誓,死光头,狗娘养的小白脸,婊子小太妹,今天我承受的一切将来我会加倍奉还给你们,就算不为自己,为了兄弟我也必须要讨回来,女神,也许真到了该放手的时候,放手对我来说或许是一种解脱,不然她将永远是我心里的一个坎,一个无论我多努力都跨不过去的坎,一个始终横跨在我和兄弟之间的坎,一个阻止我前进阻止我复仇的坎……
但我知道现在不是失去的理智的时候,毕竟我兄弟还在他手上,努力克制自己平息怒火后,我对褚强报以满脸歉意说了句我懂了,就摇晃着身体走到光头面前,恨恨道:“你他妈到底要怎样才肯罢手。”
光头捏着我下巴道:“尼玛是聋子啊,我刚才不是说过了吗。”我眼睛里放着寒光,龇牙道:“要是我不跪呢!”光头戏谑的笑了两下,然后跟旁边小杂毛轻声耳语,小杂毛挥了一下手,后面带刀的杂毛直接把褚强揪过来。
光头笑着说那就看你们兄弟是不是真的同甘共苦生死与共了,说完那带刀的杂毛非常配合地把褚强的手摁在地上作势要砍下去。光头止住了他一贯的冷笑,板着脸露出凶光说给你一分钟时间考虑。然后就对着拿刀的杂毛说一分钟后不用听我命令直接砍一根手指头下来。
我脑袋突然一片空白内心惊恐万分,这下尼玛真的是玩大了,看光头那一本正经的样真不像开玩笑,我不敢想象。而此时褚强竟没露胆怯,在那大骂光头杂种之类的,还一直叫我别鸟他们,说这些败类没那胆,是好汉就坚持到最后,断手指也不能断了种,是爷们就做个有种的爷儿们。

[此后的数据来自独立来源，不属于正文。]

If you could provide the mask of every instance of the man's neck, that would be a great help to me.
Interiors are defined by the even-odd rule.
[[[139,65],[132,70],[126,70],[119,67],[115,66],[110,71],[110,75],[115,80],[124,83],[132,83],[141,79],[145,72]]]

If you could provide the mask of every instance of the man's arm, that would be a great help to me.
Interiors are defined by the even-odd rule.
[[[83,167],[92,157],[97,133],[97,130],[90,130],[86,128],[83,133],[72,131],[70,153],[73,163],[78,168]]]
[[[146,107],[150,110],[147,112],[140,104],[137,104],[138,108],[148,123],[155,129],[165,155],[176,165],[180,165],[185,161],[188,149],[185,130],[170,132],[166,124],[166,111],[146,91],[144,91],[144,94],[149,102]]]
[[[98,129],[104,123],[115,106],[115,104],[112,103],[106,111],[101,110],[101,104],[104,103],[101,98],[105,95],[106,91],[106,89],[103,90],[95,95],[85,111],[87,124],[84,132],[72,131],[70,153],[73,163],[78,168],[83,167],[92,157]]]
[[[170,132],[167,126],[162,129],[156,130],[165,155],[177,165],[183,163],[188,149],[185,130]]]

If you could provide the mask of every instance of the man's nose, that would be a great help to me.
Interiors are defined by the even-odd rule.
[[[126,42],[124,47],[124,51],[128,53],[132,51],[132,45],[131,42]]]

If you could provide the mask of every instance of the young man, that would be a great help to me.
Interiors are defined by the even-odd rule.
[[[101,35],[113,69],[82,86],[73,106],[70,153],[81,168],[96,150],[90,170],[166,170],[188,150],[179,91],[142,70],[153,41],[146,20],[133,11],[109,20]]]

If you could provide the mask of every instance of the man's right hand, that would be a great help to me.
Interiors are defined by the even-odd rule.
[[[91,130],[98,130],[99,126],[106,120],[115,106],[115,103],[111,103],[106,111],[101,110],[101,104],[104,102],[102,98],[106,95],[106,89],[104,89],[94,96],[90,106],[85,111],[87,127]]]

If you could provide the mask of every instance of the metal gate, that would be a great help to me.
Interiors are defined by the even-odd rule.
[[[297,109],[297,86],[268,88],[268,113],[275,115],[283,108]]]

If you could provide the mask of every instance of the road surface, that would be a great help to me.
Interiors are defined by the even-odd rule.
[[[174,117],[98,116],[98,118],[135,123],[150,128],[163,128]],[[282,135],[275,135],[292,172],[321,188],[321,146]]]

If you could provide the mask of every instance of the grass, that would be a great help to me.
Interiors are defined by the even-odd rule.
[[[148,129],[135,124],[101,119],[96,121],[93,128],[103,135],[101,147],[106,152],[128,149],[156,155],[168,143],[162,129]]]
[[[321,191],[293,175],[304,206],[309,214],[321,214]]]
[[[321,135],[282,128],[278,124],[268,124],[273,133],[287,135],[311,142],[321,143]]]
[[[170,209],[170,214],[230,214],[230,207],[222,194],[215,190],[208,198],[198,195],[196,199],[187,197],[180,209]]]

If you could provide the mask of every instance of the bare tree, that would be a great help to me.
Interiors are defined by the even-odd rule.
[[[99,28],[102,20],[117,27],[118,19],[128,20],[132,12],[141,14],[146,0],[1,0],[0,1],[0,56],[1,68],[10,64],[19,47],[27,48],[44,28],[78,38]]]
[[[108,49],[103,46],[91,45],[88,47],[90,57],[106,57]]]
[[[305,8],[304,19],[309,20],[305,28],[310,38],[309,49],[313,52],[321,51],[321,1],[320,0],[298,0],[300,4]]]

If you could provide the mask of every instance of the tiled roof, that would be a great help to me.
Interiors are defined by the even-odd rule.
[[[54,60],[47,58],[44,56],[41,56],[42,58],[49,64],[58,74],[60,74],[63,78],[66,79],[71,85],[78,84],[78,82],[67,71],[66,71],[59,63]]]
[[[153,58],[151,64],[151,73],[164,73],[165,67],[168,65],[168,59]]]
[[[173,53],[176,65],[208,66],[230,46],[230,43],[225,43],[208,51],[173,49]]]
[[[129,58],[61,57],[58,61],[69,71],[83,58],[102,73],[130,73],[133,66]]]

这些话,我听在耳里,痛在心里,眼泪不争气地流的更加汹涌。当年和刚子褚强他们所经历的小打小闹突然变得很清晰历历在目,是的,我们流血不流泪,我们不怕死不怕伤,我们挥洒着青春,干了想干的所有事潇洒自由。但是,因为女人,一次又一次因为女人我变成了什么样子,对得起兄弟吗?
我想,我曾经所一直坚持的对某个女人的执着和爱,对男人的自尊的守护,似乎就要在这一刻全部碎裂破灭。看着兄弟因为我遭受这样的罪却还是不顾一切地站在我这边丝毫没有因为害怕而退缩,我真的不知道如果我还是人的话会不顾兄弟的安危来坚守这可怜的自尊心吗?
膝下的黄金再贵重又如何,被那些人耻笑看扁又怎样,被一直守护的女神当成孬种又能怎么样。此刻一切都无足轻重了,就在光头说还剩10秒同时那小杂毛挥手扬起刀的刹那,我抛下了那些操蛋的坚持,在这对狗男女面前,重重地跪下了……
一声惊雷平地起,在我双膝着地之后,瞬间传来他们肆虐无耻连绵不绝的狂笑声,轰隆隆地感觉比漫天惊雷还响,谁是谁谁说了什么我已分不清,只知道尊严被践踏地很彻底,如果再玻璃心的话必定体无完肤,所以让那些讪笑随风而逝吧!心必须强大,先承受所能承受的一切,来日方长,君子报仇十年不晚……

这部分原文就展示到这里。